# Missing Black Colt (Adult Now) From Phoenix,AZ



## KatE297 (May 25, 2015)

My foal Jett-Star has been missing since 2010, He was Born April 2010-Missing October 2010, Last time I saw him he was mostly Black with some Bay on his back and a small Star on his head, (He may be Registered under the name Mr. Poker Flats), His mother's owner said I Could have him Since she had 4 other Horse's and Didn't want him..So I started halter training him and getting him used to grooming and picking his feet, When he was 6 Month's old, My family and I went out of town...When We got back The barn owner & The woman had gotten in a fight and She took away all of her Horse's plus Jett, We Called her and asked where Jett was so we could pick him up & She wouldn't tell us. Then she stopped answering our call's, I'm pretty sure this is his Pedigree page: Mr Poker Flats Paint Thank You!, Kat :wave:


----------



## natisha (Jan 11, 2011)

Sorry but he's not really missing, you're missing him.
Without a bill of sale or other document stating he was yours there isn't anything you can do. 
Were you paying board on him? 
Did you offer to buy him when you talked to the owner?


----------



## KatE297 (May 25, 2015)

Hi Natisha, It was mostly just word of mouth , The deal I had with her was: if you Train him you can have him..and she said she was going to help me get him registered, I paid part of his board and part of his food once he started eating, and bought him a fly mask,halter,hoof pick,nameplate and brush, I was supposed to get his bill of sale and registration papers once I got back home..so the only paper I have for him is his mother's breeding record, some papers she left with me for her other horses and a list of what jet's registered name was going to be , I wish I could have gotten more. but I didn't know because I was only 13 at the time.


----------



## DancingArabian (Jul 15, 2011)

KatE297 said:


> Hi Natisha, It was mostly just word of mouth , The deal I had with her was: if you Train him you can have him..and she said she was going to help me get him registered, I paid part of his board and part of his food once he started eating, and bought him a fly mask,halter,hoof pick,nameplate and brush, I was supposed to get his bill of sale and registration papers once I got back home..so the only paper I have for him is his mother's breeding record, some papers she left with me for her other horses and a list of what jet's registered name was going to be , I wish I could have gotten more. but I didn't know because I was only 13 at the time.

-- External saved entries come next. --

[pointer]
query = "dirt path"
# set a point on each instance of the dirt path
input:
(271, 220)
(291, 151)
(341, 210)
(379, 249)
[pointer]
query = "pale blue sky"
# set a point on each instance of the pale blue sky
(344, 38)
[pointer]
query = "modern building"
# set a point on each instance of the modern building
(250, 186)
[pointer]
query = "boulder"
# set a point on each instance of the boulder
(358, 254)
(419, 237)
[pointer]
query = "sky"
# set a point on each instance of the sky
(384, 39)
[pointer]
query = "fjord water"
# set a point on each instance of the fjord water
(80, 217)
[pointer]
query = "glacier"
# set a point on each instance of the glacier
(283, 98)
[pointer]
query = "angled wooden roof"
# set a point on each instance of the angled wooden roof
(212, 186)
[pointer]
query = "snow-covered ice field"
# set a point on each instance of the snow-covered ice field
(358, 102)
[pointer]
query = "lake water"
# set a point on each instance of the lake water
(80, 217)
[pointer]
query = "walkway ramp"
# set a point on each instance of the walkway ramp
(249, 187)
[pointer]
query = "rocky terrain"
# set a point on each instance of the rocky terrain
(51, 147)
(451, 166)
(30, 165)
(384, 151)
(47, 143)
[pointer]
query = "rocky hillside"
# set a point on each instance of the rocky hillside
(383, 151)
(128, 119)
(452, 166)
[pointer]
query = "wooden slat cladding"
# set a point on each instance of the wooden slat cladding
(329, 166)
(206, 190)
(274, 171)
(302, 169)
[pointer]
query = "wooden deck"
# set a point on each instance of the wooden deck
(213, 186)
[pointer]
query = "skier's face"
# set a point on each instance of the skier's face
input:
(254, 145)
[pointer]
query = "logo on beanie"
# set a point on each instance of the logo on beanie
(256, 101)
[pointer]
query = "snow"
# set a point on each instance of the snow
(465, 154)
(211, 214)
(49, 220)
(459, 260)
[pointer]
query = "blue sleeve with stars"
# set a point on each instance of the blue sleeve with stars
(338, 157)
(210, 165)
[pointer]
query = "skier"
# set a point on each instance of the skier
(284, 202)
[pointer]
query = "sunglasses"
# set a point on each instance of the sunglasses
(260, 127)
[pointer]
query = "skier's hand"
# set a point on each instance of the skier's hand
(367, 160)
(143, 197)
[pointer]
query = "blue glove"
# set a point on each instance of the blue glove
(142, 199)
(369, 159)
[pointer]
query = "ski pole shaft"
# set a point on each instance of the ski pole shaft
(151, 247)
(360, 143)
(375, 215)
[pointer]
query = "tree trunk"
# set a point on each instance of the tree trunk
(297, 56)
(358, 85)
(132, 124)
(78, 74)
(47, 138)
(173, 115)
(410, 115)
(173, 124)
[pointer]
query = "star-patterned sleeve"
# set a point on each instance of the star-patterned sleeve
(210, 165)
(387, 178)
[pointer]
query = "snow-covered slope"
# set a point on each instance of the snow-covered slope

She took advantage of you. The horse belongs to her, and it wasn't your horse - regardless of what she told you. You don't have a bill of sale or anything to show that this horse was yours. The kindest thing you can do for yourself is to mark this as a hard lesson, and move on. Even if you found this horse, he is not your horse. He was not stolen from you. The owner moved her foal (now horse) to a location of her choosing and has paid for his care and upkeep for his entire life. Even though you paid for some things briefly, it's not enough to have a real ownership claim.


----------



## KatE297 (May 25, 2015)

I Found out that his breeder got him back and resold him to a lovely family, Thank You Everyone!


----------



## KatE297 (May 25, 2015)

**Thread Closed** Please Delete if Possible


----------